Residents of North Esk Park at St Cyrus were given until the end of July to vacate the permanent camp, which appeared without authority in late-2013.
Although eventually being given permission to stay by Aberdeenshire councillors, Scottish ministers overturned the approval when environmental agency Sepa objected on flood risk grounds.
Despite the order to vacate the site, council officials are continuing talks with the Travellers and looking for possible alternative sites.
Almost 50 permanent residents and up to 150 stop-over Travellers stay at the park.
Officials say the residents are “settled and the site well-managed” and believe a sixmonth extension before enforcement would “allow more time for a solution to be found which avoids the need for direct action”.
Hundreds of Travellers are likely to be given at least a six-month extension to their occupation of an unauthorised site in the Mearns.
Just weeks before the end of the July date set by Scottish ministers for residents to get off the North Esk Park site, which sprang up without planning permission almost five years ago, Aberdeenshire councillors will this week be asked to delay the eviction to avoid the authority having to take “direct action”.
Kincardine and Mearns area manager Willie Munro has detailed ongoing talks with the Travellers, as well as efforts to identify possible alternative sites, but admits there is no way the July 31 deadline for departure will be met.
The Travellers appeared on farmland close to the River North Esk and St Cyrus nature reserve in 2013. After refusing planning permission and instigating enforcement, Aberdeenshire councillors voted to grant permission for the creation of an official halting and touring site in April 2016.

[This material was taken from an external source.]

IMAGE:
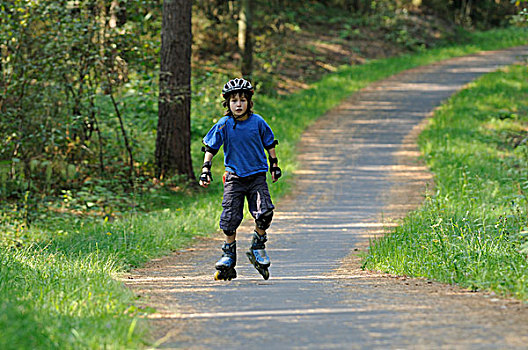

However, the application was called in when Sepa objected because the site had flooded on a number of occasions, including in the aftermath of Storm Frank in 2015, which forced residents from their caravans.
Scottish ministers then overturned the retrospective planning permission and the Travellers were given until July 31 2018 to leave.
Thursday’s full council will be told a series of meetings has taken place between officers and North Esk representatives, with indications there are around 40 residents on permanent plots and usually 50 to 150 in the stop-over part of the site.
Mr Munro’s report states: “In terms of the identification of a new site, the original promoter of the site said that it would need to be located in an area within the southern Mearns, no further north than Laurencekirk or Inverbervie.”
The report reveals that 16 potential new sites have been looked at, with only four identified as possible alternatives.
“These sites are the subject of a report to the Gypsy/traveller sub-committee at its next meeting.
“It is worth nothing that although the sites are within council ownership, there is no budget provision for the promotion of a Gypsy/traveller site at the moment,” states the report.